The eyes are one of the first places to show signs of aging since the skin is thinner and more delicate than the rest of your face. You’ve probably experienced symptoms like puffiness or dark circles after a long night of partying, but hollowness and wrinkles can start cropping up in your 30s, according to Zeichner.

While you could cover up some of those concerns with concealer, it won’t actually correct the problem and can, in fact, make them more obvious. Eye creams, like moisturizers, will often include many of the anti-aging ingredients found in serums (think: antioxidants, retinols, and acids), so find a formula that suits the signs of aging you’re trying to tackle.

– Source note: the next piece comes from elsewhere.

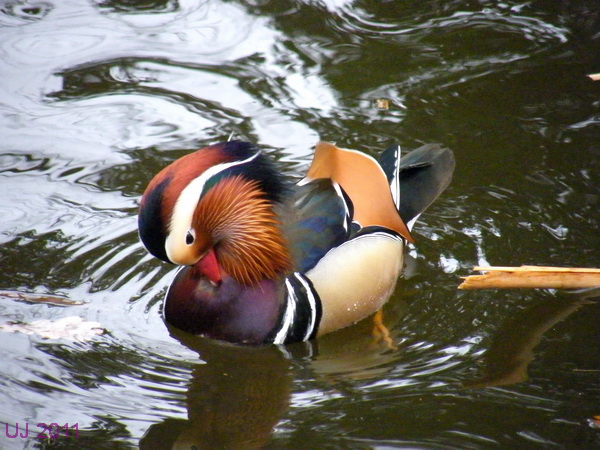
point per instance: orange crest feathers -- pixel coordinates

Some like Estée Lauder’s Revitalizing Supreme+ Global Anti Aging Cell Power Eye Balm ($62) and L’Oreal Paris’s Revitalift Anti-Wrinkle + Firming Eye Cream ($9) will also add caffeine to the mix in order to increase blood circulation, drain away puffiness, and tighten fine lines. A little tap, tap, tap all around the orbital bone at night can help you look refreshed when you wake up.

Additional Treatments

There are a number of treatments, like peels, injectables, and lasers meant to smooth skin’s surface and even tone. No matter which one you’re interested in, all of the experts agree that the age you start using these procedures completely depends on the individual. For those who prefer peels, you don’t necessarily have to visit the doctor’s office in order to get one. Hu favors trying Dr. Brandt’s Radiant Resurfacing Foam ($65), as it “contains gentle alpha-hydroxy acids and hydrating peptides to treat pigmentation and dull complexion.” Though Bliss That’s Incredi-peel Glycolic Resurfacing Pads ($20) are budget-friendly and can easily be incorporated into your routine.

If you’re opting for lasers, Charles recommends looking into the Clear + Brilliant laser as a great entry-level option to treat discoloration and early sun-related skin changes. On the other hand, Hu prefers using Intense Pulse Light (IPL) lasers for newbies, and Alexis likes Fraxel Re:Store and Laser Genesis. Before booking any laser appointments, you should schedule a consultation with a board-certified dermatologist to discuss your options, especially for people of color who can experience hyperpigmentation if done improperly. “These lasers can be used in skin of color when performed by an experienced board-certified dermatologist,” Charles says. “However, with all procedures patients must be aware of potential side effects that can sometimes occur even in the most experienced hands.”

As for injectables, Hu says, “The rule of thumb is when you start seeing hints of laugh lines or frown lines when you are not making expressions, it’s time to start injectables.” Botox is likely the first thing that comes to mind for those looking to relax apparent expression lines on the forehead, between the eyebrows, or on crow’s feet, but there are also other neuromodulators like Dysport or Xeomin that are also worth bringing up to your derm when exploring your options.

If there’s a loss of volume or wrinkles become deeper set, especially around the nose and laugh lines, Alexis usually turns to fillers (made of hyaluronic acid) like Juvederm, Restylane, Belotero, and Radiesse. As Charles put it, “There are a whole host of injectables that target various concerns. One would need a thorough in-person consultation to determine the best injectable for them.” So if you do decide to try them, discuss all of your options in depth with your derm to ensure you get the smooth results you’re searching for.